Presented by Hope Arnold MD (PGY1)

Clinical question:

What is the appropriate management of recurrent intussusception? How many times can an air enema be done before considering surgical management?

Intussusception overview:

  • Telescoping of proximal bowel into a distal portion
  • Most common abdominal emergency in early childhood:
    • 60% under the age of 1
    • 80-90% under the age of 2
  • Most cases are idiopathic (75%):
    • If younger than 6 mos or older than 3, most likely has a pathologic lead point (PLP)
  • 1st line treatment: Either hydrostatic (contrast or saline) or pneumatic (air) enema under sonographic or fluoroscopic guidance

When to always do surgery?

Primary intervention for patients who are acutely ill, evidence of perforation, if nonoperative reduction is unsuccessful, or if high suspicion for a pathologic lead point

Recurrence:

  • ~10% of children have recurrence; recurrence is not usually an indication for surgery
  • Our question was when is the number of recurrences (excluding those who warrant immediate surgical intervention) high enough to warrant surgical intervention?

Conclusions:

  • There is good evidence to suggest that treating recurrences of intussusception with repeated air contrast enemas is safe and effective
  • Recurrence was not a risk factor for bowel damage or presence of a lead point
  • However, likelihood of repeat recurrences is very high after the 3rd recurrence, so surgical management could be considered:
    • Risk:benefit ratio of surgical/anesthesia complications, cost of surgery vs. multiple hospitalizations and air contrast enemas (especially those with 4+ recurrences)
    • Parental anxiety cited in both studies as reasons for surgical management

References:

Fisher JG, et al. Operative indications in recurrent ileocolic intussusception. J Pediatr Surg. 2015 Jan;50(1):126-30.

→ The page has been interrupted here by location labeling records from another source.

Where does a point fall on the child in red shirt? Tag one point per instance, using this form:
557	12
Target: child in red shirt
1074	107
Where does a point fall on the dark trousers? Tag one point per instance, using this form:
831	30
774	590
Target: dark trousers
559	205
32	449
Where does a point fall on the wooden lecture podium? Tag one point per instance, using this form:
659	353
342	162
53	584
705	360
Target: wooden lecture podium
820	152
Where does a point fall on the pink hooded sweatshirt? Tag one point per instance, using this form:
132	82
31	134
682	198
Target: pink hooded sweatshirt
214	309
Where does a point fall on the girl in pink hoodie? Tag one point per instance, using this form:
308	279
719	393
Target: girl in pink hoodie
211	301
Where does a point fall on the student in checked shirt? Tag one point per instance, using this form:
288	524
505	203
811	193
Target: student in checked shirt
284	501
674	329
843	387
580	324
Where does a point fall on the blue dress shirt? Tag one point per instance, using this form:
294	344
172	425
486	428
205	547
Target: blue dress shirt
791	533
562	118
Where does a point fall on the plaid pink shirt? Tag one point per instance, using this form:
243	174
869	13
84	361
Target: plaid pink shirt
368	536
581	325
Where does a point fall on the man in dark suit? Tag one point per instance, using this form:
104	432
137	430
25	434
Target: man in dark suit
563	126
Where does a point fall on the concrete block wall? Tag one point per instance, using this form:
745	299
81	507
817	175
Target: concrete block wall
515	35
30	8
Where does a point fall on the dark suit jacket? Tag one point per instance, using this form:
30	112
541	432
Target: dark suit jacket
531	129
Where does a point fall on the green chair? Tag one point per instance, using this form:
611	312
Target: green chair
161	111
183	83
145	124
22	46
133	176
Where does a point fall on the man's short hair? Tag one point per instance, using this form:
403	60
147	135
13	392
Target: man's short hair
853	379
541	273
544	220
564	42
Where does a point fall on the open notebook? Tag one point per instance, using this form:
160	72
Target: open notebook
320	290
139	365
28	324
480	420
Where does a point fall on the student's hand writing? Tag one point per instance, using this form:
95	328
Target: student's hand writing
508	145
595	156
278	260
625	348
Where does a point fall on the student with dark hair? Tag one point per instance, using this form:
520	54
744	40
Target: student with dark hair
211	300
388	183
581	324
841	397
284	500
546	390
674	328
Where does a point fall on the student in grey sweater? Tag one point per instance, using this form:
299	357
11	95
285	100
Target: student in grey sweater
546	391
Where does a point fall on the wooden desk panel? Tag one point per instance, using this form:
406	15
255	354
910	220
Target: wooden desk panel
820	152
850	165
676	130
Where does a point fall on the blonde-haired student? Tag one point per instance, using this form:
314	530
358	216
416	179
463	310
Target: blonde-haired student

Hsu WL, et al. Recurrent intussusception: when should surgical intervention be performed? Pediatr Neonatol. 2012 Oct;53(5):300-3.

Niramis R, et al. Management of recurrent intussusception: nonoperative or operative reduction? J Pediatr Surg. 2010 Nov;45(11):2175-80.

Pierro A, et al. Indications for laparotomy after hydrostatic reduction for intussusception. J Pediatr Surg. 1993 Sep;28(9):1154-7.